Zur Gruppe der keramischen Erzeugnissen mit niedriger Wasseraufnahme gehören die Steinzeug- und Feinsteinzeugfliesen. Ihr Scherben ist dicht, hat geschlossene Poren, ist frostbeständig und einen hellen Klang. Steinzeugfliesen gibt es in glasierter und unglasierter Form.

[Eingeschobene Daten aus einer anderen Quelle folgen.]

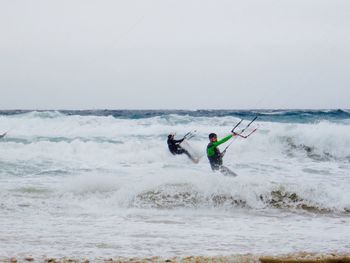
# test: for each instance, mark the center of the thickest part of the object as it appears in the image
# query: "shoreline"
(247, 258)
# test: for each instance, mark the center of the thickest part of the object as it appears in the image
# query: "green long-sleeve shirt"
(211, 148)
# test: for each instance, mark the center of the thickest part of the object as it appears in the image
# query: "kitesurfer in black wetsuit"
(175, 147)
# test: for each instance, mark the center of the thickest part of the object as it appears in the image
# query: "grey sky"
(183, 54)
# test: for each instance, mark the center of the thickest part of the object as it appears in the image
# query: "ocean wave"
(274, 115)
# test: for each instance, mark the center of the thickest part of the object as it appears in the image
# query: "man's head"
(213, 137)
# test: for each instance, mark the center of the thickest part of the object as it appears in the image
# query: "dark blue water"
(275, 115)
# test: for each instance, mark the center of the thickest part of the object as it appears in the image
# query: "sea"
(102, 184)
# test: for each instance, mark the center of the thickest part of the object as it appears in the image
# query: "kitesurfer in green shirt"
(213, 152)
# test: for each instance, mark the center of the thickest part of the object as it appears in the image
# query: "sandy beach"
(289, 258)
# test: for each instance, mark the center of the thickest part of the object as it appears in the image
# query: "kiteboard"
(227, 172)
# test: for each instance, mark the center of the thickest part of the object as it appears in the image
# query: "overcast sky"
(178, 54)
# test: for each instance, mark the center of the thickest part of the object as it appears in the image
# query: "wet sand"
(290, 258)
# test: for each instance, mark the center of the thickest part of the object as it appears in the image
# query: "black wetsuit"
(175, 148)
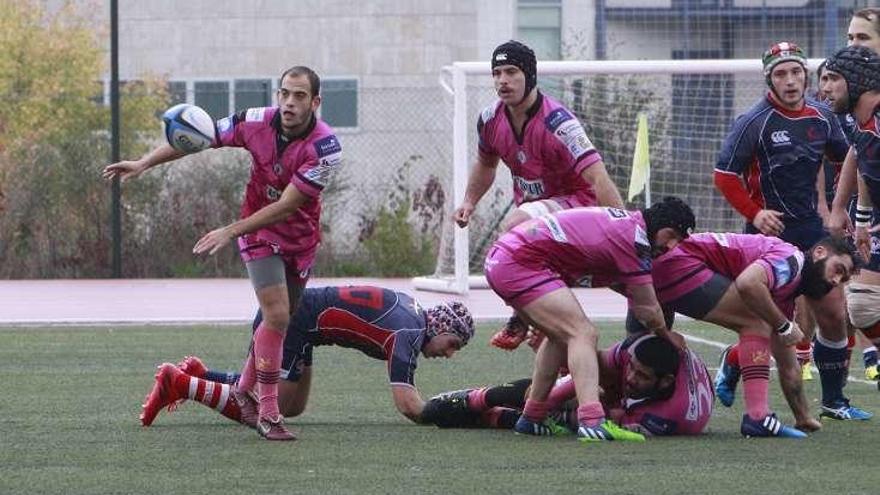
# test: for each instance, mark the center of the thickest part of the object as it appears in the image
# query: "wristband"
(863, 216)
(784, 329)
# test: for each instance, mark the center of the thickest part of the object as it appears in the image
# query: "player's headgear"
(658, 354)
(784, 51)
(521, 56)
(450, 317)
(671, 212)
(860, 67)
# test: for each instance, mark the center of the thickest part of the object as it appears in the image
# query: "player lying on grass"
(648, 386)
(381, 323)
(532, 267)
(748, 283)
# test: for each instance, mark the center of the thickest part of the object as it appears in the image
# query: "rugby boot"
(162, 395)
(274, 429)
(606, 432)
(769, 426)
(843, 411)
(726, 379)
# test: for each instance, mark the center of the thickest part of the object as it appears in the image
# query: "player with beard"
(853, 87)
(532, 267)
(648, 386)
(748, 283)
(293, 153)
(769, 170)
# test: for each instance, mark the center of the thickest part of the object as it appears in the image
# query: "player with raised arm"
(293, 153)
(532, 267)
(552, 161)
(648, 386)
(853, 87)
(381, 323)
(769, 169)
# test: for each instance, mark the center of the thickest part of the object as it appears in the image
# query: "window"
(213, 96)
(539, 25)
(339, 102)
(176, 92)
(250, 93)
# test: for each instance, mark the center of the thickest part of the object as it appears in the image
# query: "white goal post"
(460, 280)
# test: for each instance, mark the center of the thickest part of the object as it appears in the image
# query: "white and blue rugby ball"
(188, 128)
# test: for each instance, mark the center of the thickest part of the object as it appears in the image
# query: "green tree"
(54, 141)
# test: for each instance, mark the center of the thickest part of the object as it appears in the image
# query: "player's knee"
(276, 316)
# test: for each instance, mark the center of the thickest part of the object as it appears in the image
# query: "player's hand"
(863, 241)
(674, 337)
(463, 214)
(124, 170)
(507, 340)
(793, 337)
(839, 223)
(769, 222)
(213, 241)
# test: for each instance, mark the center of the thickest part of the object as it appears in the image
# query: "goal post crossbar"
(460, 281)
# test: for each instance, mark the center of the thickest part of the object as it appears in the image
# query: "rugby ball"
(188, 128)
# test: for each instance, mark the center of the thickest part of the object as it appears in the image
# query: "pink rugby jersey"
(547, 160)
(305, 161)
(686, 412)
(693, 261)
(581, 244)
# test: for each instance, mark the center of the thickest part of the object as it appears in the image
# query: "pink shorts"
(542, 207)
(297, 266)
(516, 282)
(678, 273)
(783, 266)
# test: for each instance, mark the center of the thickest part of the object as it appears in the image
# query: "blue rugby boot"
(843, 411)
(726, 379)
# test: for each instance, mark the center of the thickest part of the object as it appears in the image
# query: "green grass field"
(71, 399)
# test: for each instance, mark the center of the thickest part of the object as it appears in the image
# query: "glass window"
(250, 93)
(176, 92)
(339, 102)
(539, 25)
(213, 96)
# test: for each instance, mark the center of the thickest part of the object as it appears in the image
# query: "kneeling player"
(748, 283)
(649, 387)
(381, 323)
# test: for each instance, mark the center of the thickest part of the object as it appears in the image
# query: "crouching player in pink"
(649, 386)
(748, 283)
(381, 323)
(531, 268)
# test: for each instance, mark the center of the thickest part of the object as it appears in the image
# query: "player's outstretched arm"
(291, 199)
(864, 208)
(131, 169)
(606, 191)
(408, 402)
(644, 305)
(479, 181)
(753, 286)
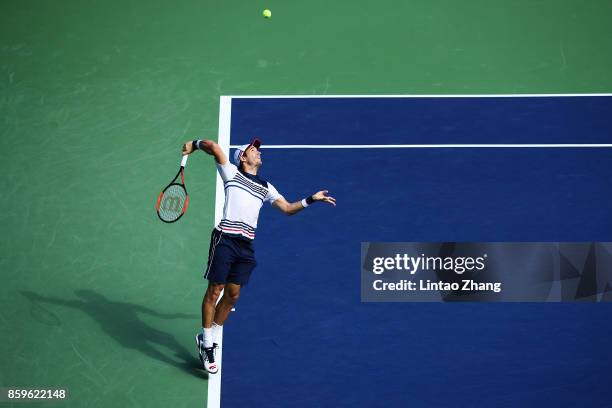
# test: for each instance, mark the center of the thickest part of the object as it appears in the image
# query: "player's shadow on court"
(121, 321)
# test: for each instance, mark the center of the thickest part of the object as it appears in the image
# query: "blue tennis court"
(301, 336)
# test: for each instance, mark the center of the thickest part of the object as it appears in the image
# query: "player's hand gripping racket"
(173, 201)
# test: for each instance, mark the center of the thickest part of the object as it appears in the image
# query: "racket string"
(172, 203)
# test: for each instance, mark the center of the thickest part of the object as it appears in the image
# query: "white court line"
(225, 109)
(225, 118)
(422, 96)
(440, 146)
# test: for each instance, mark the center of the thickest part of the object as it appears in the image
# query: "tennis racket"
(173, 201)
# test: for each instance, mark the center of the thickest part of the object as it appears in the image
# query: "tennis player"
(231, 257)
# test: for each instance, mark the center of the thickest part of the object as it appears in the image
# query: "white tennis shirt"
(244, 197)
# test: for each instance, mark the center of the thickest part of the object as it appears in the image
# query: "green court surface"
(97, 295)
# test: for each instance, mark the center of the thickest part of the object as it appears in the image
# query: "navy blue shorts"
(230, 260)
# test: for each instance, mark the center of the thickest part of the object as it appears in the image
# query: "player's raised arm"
(208, 146)
(293, 208)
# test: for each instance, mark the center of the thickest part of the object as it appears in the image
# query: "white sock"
(217, 332)
(207, 336)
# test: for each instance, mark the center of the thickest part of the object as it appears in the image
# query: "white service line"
(225, 119)
(441, 146)
(421, 96)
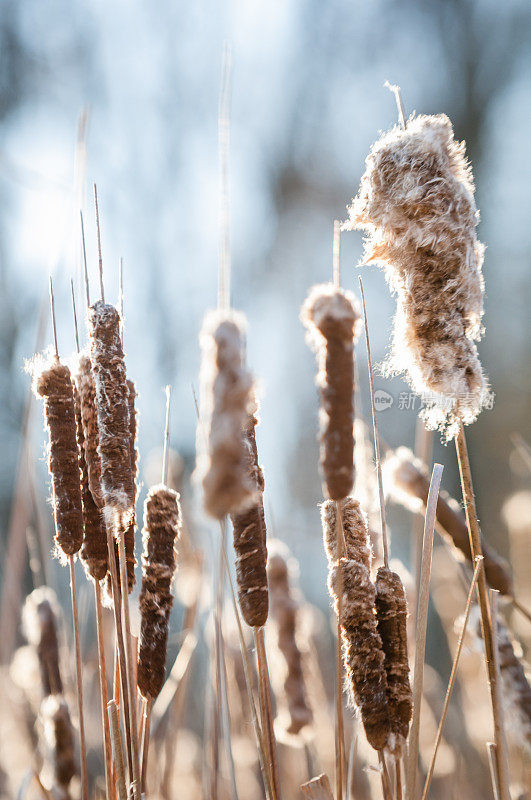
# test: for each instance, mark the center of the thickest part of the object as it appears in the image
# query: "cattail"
(112, 407)
(225, 396)
(249, 530)
(58, 736)
(516, 691)
(162, 525)
(52, 381)
(94, 554)
(89, 418)
(416, 202)
(408, 483)
(391, 612)
(284, 610)
(40, 621)
(362, 646)
(331, 315)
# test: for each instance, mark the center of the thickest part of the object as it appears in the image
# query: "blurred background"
(141, 80)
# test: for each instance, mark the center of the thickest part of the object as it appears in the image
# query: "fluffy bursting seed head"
(331, 316)
(225, 395)
(52, 381)
(249, 532)
(408, 483)
(112, 408)
(416, 202)
(162, 526)
(362, 646)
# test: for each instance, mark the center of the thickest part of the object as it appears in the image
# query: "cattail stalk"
(408, 484)
(249, 530)
(484, 605)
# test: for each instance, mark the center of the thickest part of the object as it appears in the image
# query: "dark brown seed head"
(89, 418)
(249, 530)
(391, 611)
(225, 393)
(330, 315)
(94, 549)
(162, 525)
(52, 381)
(112, 406)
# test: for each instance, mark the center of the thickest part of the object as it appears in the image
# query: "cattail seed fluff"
(225, 389)
(93, 554)
(284, 610)
(52, 381)
(391, 612)
(58, 735)
(162, 525)
(249, 531)
(89, 418)
(40, 622)
(330, 316)
(112, 406)
(416, 202)
(408, 483)
(362, 646)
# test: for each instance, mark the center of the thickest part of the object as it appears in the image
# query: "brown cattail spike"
(40, 621)
(112, 406)
(391, 611)
(162, 525)
(94, 554)
(363, 654)
(89, 418)
(58, 740)
(331, 315)
(225, 389)
(52, 381)
(284, 610)
(416, 201)
(408, 484)
(250, 547)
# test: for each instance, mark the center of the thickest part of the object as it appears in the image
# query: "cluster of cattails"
(331, 317)
(408, 482)
(285, 613)
(416, 202)
(162, 525)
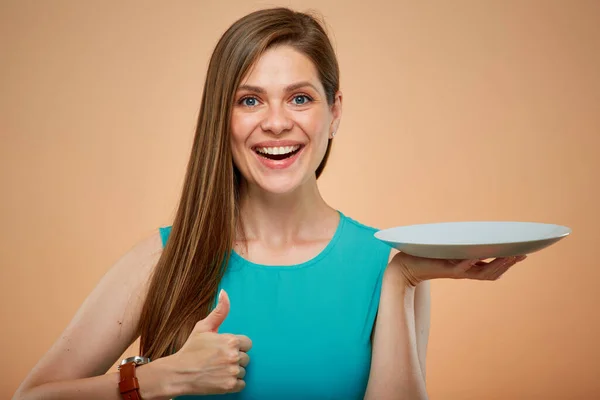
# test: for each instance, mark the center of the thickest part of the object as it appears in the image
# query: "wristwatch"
(128, 385)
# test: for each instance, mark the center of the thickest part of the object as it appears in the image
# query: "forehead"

Nach Korngröße ihrer Gefügebestandteile lassen sich keramische Erzeugnisse außerdem in Fein- und Grobkeramik unterteilen. In den Bereich der Feinkeramik fallen alle Fliesen für Wand- und Bodenbeläge (Steingut, Irdengut, Steinzeug). Grobkeramische Produkte werden aufgrund ihrer früheren Herstellungsart noch als Platten bezeichnet (Spaltplatten, Klinkerplatten, Cottoplatten). Auch ungebrannte Belagsstoffe und Natursteinerzeugnisse werden oftmals Platten genannt (siehe Beitrag Unterschied zwischen Natursteinfliese und Natursteinplatte). Eine gesetzlich oder in Normen definierte Unterscheidung zwischen den Begriffen Fliesen und Platten gibt es nicht, deshalb werden beide Bezeichnungen verwendet.